With wilder fury the river rushed by, its waters whirled dizzily, and, in spite of spurring and lifting with the rein, the horses were swept seawards.

It was a very fearful sight. I saw Deborah's horse spin round, and thought woefully of the possible fate of the bright young wife, almost a bride; only the horses' heads and our own heads and shoulders were above water; the surf was thundering on our left, and we were drifting towards it "broadside on." When I saw the young girl's face of horror I felt increased presence of mind, and raising my voice to a shriek, and telling her to do as I did, I lifted and turned my mare with the rein, so that her chest and not her side should receive the force of the river, and the brave animal, as if seeing what she should do, struck out desperately. It was a horrible suspense. Were we stemming the torrent, or was it sweeping us back that very short distance which lay between us and the mountainous breakers? I constantly spurred my mare, guiding her slightly to the left, the side grew nearer, and after exhausting struggles, Deborah's horse touched ground, and her voice came faintly towards me like a voice in a dream, still calling "Spur, spur." My mare touched ground twice, and was carried off again before she fairly got to land some yards nearer the sea than the bridle track.

When our tired horses were taking breath I felt as if my heart stopped, and I trembled all over, for we had narrowly escaped death. I then put our saddle-bags on Deborah's horse. It was one of the worst and steepest of the palis that we had to ascend; but I can't remember anything about the road except that we had to leap some place which we could not cross otherwise. Deborah, then thoroughly alive to a sense of risk, said that there was only one more bad gulch to cross before we reached Onomea, but it was the most dangerous of all, and we could not get across, she feared, but we might go and look at it. I only remember the extreme solitude of the region, and scrambling and sliding down a most precipitous pali, hearing a roar like cataract upon cataract, and coming suddenly down upon a sublime and picturesque scene, with only standing room, and that knee-deep in water, between a savage torrent and the cliff. This gulch, called the Scotchman's gulch, I am told, because a Scotchman was drowned there, must be at its crossing three-quarters of a mile inland, and three hundred feet above the sea. In going to Waipio, on noticing the deep holes and enormous boulders, some of them higher than a man on horseback, I had thought what a fearful place it would be if it were ever full; but my imagination had not reached the reality. One huge compressed impetuous torrent, leaping in creamy foam, boiling in creamy eddies, rioting in deep black chasms, roared and thundered over the whole in rapids of the most tempestuous kind, leaping down to the ocean in three grand broad cataracts, the nearest of them not more than forty feet from the crossing. Imagine the Moriston at the Falls, four times as wide and fifty times as furious, walled in by precipices, and with a miniature Niagara above and below, and you have a feeble illustration of it.

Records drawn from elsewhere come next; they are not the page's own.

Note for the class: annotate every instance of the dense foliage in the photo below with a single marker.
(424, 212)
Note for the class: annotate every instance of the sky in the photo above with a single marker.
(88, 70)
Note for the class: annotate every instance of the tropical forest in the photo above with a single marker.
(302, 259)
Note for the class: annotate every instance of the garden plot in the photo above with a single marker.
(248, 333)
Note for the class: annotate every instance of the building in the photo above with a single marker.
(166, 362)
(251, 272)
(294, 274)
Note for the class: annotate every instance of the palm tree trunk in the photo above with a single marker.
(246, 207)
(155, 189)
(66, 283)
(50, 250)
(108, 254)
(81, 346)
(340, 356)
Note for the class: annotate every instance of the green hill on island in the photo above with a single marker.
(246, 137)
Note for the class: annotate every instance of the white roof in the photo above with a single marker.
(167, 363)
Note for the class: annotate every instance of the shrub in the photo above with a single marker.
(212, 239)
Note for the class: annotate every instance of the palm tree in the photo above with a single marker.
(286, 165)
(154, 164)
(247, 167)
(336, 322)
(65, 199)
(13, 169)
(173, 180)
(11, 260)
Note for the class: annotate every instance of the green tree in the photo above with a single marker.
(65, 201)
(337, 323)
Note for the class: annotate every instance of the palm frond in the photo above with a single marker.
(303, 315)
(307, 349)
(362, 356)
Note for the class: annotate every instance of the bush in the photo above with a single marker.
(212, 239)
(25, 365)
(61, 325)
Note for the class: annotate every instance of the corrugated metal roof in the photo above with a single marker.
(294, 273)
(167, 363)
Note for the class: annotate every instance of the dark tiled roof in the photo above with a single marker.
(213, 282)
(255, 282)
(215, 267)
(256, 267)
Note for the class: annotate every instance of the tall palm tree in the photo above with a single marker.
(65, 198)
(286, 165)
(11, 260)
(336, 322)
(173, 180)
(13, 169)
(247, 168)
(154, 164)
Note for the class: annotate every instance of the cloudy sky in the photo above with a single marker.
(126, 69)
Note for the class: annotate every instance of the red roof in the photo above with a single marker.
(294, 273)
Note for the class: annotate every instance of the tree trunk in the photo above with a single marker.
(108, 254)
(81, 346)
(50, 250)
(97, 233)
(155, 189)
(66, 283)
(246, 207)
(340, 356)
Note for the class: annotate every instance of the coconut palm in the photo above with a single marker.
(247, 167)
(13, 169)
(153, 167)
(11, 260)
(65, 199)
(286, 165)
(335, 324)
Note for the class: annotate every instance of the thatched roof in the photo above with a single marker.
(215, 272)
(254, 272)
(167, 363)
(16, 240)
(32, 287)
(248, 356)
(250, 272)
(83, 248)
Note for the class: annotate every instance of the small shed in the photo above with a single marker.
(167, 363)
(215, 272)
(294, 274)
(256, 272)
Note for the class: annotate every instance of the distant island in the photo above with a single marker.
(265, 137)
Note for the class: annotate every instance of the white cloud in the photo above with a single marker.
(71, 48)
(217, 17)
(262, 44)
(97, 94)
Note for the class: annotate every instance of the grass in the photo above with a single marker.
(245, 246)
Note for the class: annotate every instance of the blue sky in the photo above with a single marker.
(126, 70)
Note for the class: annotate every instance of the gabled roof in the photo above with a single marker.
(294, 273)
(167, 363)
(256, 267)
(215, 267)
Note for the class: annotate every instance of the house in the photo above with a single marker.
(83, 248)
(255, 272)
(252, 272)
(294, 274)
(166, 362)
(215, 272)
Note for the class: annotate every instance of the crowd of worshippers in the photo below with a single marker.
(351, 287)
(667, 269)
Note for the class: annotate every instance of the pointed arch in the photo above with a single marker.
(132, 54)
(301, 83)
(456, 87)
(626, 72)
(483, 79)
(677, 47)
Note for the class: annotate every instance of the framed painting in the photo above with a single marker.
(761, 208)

Portions of two or three rocks only could be seen, and on one of these, about twelve feet from the shore, a nude native, beautifully tattooed, with a lasso in his hands, was standing nearly up to his knees in foam; and about a third of the way from the other side, another native in deeper water, steadying himself by a pole. A young woman on horseback, whose near relative was dangerously ill at Hilo, was jammed under the cliff, and the men were going to get her across. Deborah, to my dismay, said that if she got safely over we would go too, as these natives were very skilful. I asked if she thought her husband would let her cross, and she said "No." I asked her if she were frightened, and she said "Yes;" but she wished so to get home, and her face was as pale as a brown face can be. I only hope the man will prove worthy of her affectionate devotion.

Here, though people say it is a most perilous gulch, I was not afraid for her life or mine, with the amphibious natives to help us; but I was sorely afraid of being bruised, and scarred, and of breaking the horses' legs, and I said I would not cross, but would sleep among the trees; but the tumult drowned our voices, though the Hawaiians by screeching could make themselves understood. The nearest man then approached the shore, put the lasso round the nose of the woman's horse, and dragged it into the torrent; and it was exciting to see a horse creeping from rock to rock in a cataract with alarming possibilities in every direction. But beasts may well be bold, as they have not "the foreknowledge of death." When the nearest native had got the horse as far as he could, he threw the lasso to the man who was steadying himself with the pole, and urged the horse on. There was a deep chasm between the two into which the animal fell, as he tried to leap from one rock to another. I saw for a moment only a woman's head and shoulders, a horse's head, a commotion of foam, a native tugging at the lasso, and then a violent scramble on to a rock, and a plunging and floundering through deep water to shore.